I tried re-running as you suggest. Unfortunately I’m getting the same problem. Where did you find the reference to nobody@nid# ? I imagine I need to update something somewhere with my credentials?

In the log file: /home/n02/n02/shakka/cylc-run/u-cn662/log/job/20150323T0000Z/fcm_make2_um/02/job.out

It only thinks you are nobody when trying to run on the compute node. Please try this:

cd /work/n02/n02/shakka/cylc-run/u-cn662/log/job/20150323T0000Z/fcm_make2_um/02
sbatch job

Ahh, so it can only be viewed once the job has finished, got it.

I’ve tried doing that (from archer) - what am I expecting to see? So far I have a confirmation that the job is submitted but I don’t see a command line traceback or any changes in the suite control window.

…and now we’re back to submit-retrying.

Something weird going on - we may need to consult ARCHER – that won’t happen 'til next week.

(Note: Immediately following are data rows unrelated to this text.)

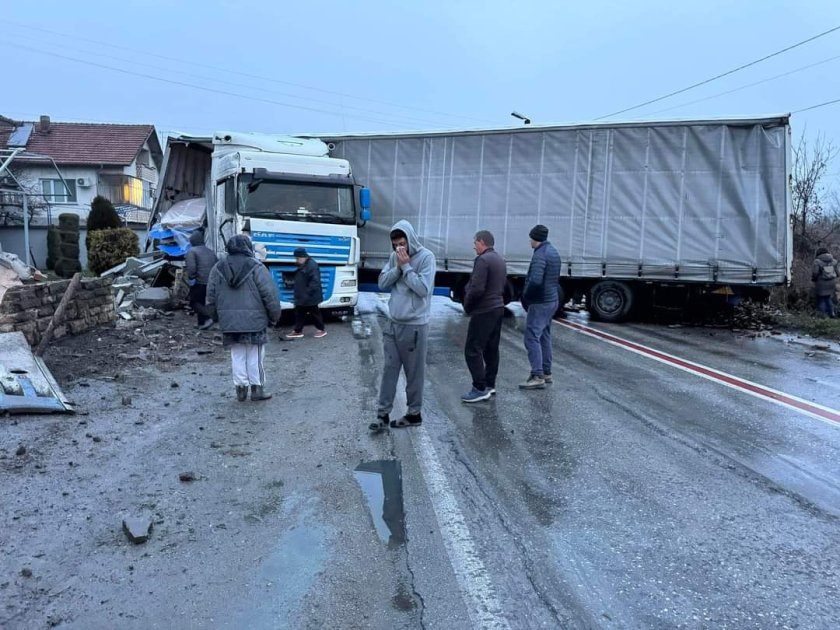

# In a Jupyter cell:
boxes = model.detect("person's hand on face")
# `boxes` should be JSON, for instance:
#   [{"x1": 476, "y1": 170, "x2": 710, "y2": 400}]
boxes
[{"x1": 392, "y1": 238, "x2": 411, "y2": 266}]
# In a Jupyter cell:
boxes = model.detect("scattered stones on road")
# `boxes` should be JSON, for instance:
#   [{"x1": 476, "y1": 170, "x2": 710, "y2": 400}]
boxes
[{"x1": 123, "y1": 517, "x2": 152, "y2": 545}]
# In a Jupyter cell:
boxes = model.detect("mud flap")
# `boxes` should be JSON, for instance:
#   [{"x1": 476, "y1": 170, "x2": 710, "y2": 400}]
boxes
[{"x1": 0, "y1": 332, "x2": 75, "y2": 413}]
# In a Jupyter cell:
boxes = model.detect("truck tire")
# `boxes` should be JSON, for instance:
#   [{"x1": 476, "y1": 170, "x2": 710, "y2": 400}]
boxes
[{"x1": 589, "y1": 280, "x2": 633, "y2": 322}]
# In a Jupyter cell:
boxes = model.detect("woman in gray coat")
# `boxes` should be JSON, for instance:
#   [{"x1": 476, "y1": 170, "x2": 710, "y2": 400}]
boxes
[{"x1": 207, "y1": 234, "x2": 280, "y2": 401}]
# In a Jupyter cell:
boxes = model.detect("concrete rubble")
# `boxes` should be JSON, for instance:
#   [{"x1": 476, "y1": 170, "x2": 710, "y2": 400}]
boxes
[
  {"x1": 106, "y1": 254, "x2": 187, "y2": 326},
  {"x1": 123, "y1": 516, "x2": 152, "y2": 545}
]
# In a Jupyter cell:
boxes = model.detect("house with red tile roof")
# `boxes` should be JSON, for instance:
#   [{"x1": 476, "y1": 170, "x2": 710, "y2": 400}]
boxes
[{"x1": 0, "y1": 116, "x2": 163, "y2": 223}]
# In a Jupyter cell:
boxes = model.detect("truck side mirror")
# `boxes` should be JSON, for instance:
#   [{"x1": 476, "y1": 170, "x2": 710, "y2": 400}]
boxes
[{"x1": 359, "y1": 188, "x2": 370, "y2": 221}]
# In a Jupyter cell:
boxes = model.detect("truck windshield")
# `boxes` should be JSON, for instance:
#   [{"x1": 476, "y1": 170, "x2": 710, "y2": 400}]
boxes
[{"x1": 239, "y1": 176, "x2": 356, "y2": 225}]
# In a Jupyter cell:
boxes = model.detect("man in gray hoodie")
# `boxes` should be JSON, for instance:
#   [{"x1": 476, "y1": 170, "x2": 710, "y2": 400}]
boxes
[{"x1": 370, "y1": 220, "x2": 436, "y2": 431}]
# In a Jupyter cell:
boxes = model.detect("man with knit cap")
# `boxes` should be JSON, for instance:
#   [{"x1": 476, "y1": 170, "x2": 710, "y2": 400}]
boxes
[{"x1": 519, "y1": 225, "x2": 560, "y2": 389}]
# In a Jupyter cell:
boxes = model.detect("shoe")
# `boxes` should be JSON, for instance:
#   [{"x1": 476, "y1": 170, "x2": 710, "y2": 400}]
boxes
[
  {"x1": 391, "y1": 413, "x2": 423, "y2": 429},
  {"x1": 519, "y1": 374, "x2": 545, "y2": 389},
  {"x1": 251, "y1": 385, "x2": 271, "y2": 400},
  {"x1": 368, "y1": 413, "x2": 391, "y2": 433},
  {"x1": 461, "y1": 387, "x2": 492, "y2": 403}
]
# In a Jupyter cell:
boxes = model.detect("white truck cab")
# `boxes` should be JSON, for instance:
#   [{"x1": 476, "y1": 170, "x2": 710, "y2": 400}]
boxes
[{"x1": 155, "y1": 132, "x2": 369, "y2": 310}]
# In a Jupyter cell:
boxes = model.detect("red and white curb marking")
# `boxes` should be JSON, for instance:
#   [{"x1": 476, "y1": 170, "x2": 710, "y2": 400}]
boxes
[{"x1": 554, "y1": 319, "x2": 840, "y2": 427}]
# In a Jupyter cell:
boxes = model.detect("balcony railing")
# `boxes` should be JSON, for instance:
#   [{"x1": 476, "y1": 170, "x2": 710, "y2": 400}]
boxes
[{"x1": 96, "y1": 175, "x2": 154, "y2": 223}]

Okay, thanks for investigating. Will check back in with you next week. Have a great bank holiday weekend. Ella

Hi Grenville, hope you had a nice weekend. Any updates from archer regarding this strange behaviour? E

Hi Ella

Please take a copy of /work/n02/n02/grenvill/eg.slurm – in your work space (change #SBATCH --account=n02-cms) , then

sbatch eg.slurm

This is a simple case - what happens?

Grenville

Hi Grenville, I have done this and submitted (from my home directory on archer, i.e. /home/n02/n02/shakka). I get a warning about the working directory not being visible to compute nodes but it does submit the job. Is the “hello Ella” supposed to print to the console? I haven’t seen any output from it. E

you need to put eg.slurm in your /work & sbatch it from there

Apols, that was an obvious mistake. I’ve done that and get an output to .out file that behaves as expected. What does this mean for the UM jobs?